14 Codziennie przecież znoszę cierpienie,
każdego ranka jestem chłostany.
15 Gdybym postanowił: Będę mówił jak tamci,
to zdradziłbym pokolenie Twoich synów.
16 Starałem się więc to zrozumieć,
ale było to dla mnie zbyt trudne.
17 Dopiero gdy wszedłem do świątyni Boga,
zrozumiałem, jaki będzie kres tamtych.
18 O tak, stawiasz ich na śliskim gruncie,
spychasz ku zagładzie.
19 Gdy nagle groza ich przejmuje,
znikają, giną z przerażenia.
20 Są jak sen po przebudzeniu, Panie,
gdy się ockniesz, strząśniesz z siebie ich obraz.

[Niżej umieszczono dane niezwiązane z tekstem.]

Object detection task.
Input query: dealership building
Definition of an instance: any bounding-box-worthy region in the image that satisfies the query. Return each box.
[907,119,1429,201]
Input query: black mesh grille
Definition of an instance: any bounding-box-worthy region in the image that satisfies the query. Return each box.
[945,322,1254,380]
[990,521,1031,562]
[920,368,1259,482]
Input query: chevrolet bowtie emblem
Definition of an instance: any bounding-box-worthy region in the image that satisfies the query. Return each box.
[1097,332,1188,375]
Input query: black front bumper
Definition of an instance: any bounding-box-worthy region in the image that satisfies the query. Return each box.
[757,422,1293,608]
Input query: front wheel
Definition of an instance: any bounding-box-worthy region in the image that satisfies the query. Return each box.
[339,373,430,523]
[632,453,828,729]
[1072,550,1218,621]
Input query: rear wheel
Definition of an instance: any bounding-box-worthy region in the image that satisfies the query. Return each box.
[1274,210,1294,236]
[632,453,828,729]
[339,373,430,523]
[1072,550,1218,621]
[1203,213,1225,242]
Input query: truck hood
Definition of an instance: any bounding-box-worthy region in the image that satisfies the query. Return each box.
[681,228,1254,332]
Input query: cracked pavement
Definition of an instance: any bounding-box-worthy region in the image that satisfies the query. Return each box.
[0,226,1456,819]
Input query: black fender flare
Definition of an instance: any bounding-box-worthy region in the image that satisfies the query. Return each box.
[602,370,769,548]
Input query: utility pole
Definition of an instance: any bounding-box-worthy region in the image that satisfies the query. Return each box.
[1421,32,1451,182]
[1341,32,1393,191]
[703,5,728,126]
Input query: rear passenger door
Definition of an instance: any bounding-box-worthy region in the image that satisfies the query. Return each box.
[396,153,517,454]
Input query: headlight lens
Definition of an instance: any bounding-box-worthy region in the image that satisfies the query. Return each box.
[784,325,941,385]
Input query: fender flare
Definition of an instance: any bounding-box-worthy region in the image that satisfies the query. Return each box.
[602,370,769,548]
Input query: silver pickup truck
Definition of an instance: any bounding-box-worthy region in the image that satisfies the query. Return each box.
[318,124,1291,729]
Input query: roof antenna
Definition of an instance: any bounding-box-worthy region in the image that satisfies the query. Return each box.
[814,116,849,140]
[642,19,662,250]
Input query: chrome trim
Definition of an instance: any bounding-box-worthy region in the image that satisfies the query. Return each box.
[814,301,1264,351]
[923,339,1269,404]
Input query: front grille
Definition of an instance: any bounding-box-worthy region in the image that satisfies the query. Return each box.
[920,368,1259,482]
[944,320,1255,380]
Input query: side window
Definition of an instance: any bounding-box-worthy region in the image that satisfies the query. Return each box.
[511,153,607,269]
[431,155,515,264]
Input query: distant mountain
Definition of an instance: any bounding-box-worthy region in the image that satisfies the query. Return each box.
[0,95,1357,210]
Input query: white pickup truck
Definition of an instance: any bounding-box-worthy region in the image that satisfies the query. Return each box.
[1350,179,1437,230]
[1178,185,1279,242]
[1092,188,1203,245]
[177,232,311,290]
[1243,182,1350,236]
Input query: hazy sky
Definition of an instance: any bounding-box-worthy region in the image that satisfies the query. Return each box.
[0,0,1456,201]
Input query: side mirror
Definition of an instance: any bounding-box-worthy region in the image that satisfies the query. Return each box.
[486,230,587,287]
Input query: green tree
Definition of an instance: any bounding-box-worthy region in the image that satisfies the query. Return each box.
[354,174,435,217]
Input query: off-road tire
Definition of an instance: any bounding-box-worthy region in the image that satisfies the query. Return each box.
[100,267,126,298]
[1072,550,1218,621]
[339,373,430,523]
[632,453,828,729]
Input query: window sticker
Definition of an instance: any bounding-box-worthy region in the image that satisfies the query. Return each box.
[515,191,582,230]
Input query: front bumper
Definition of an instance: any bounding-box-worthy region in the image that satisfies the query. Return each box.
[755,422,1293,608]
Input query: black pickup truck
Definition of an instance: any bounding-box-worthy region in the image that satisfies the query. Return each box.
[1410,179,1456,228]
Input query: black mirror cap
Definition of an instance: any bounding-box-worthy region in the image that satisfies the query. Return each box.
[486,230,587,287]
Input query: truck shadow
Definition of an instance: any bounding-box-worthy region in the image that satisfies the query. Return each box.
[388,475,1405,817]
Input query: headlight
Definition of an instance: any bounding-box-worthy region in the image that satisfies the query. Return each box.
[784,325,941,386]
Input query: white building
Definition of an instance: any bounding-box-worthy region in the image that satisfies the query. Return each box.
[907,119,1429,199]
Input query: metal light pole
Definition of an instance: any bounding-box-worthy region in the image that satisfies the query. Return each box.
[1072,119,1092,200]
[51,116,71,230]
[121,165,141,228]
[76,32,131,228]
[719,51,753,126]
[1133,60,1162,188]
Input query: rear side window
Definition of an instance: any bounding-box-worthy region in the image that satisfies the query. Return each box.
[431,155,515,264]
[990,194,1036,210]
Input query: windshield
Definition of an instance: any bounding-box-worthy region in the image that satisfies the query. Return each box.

21 Gdy gorycz wypełniała moje serce,
a ból straszliwy przenikał wnętrze,
22 byłem głupi i nic nie rozumiałem,
byłem przed Tobą jak zwierzę
23 – mimo to zawsze jestem z Tobą.
Ująłeś moją prawicę,
24 prowadzisz mnie swoimi radami,
a potem przyjmiesz do chwały.
25 Kogo mam w niebiosach poza Tobą?
Gdy jestem z Tobą, niczego nie pragnę na ziemi.
26 Chociaż zamiera moje serce i ciało,
Bóg jest opoką mojego serca
i moim dziedzictwem na wieki!
27 Zginą bowiem ci, co są daleko od Ciebie,
wygubisz wszystkich, którzy Cię zdradzają.
28 Dla mnie zaś dobrze jest być blisko Boga
– w Panu, Bogu moim się chronię,
aby rozgłaszać wszystkie Jego dzieła.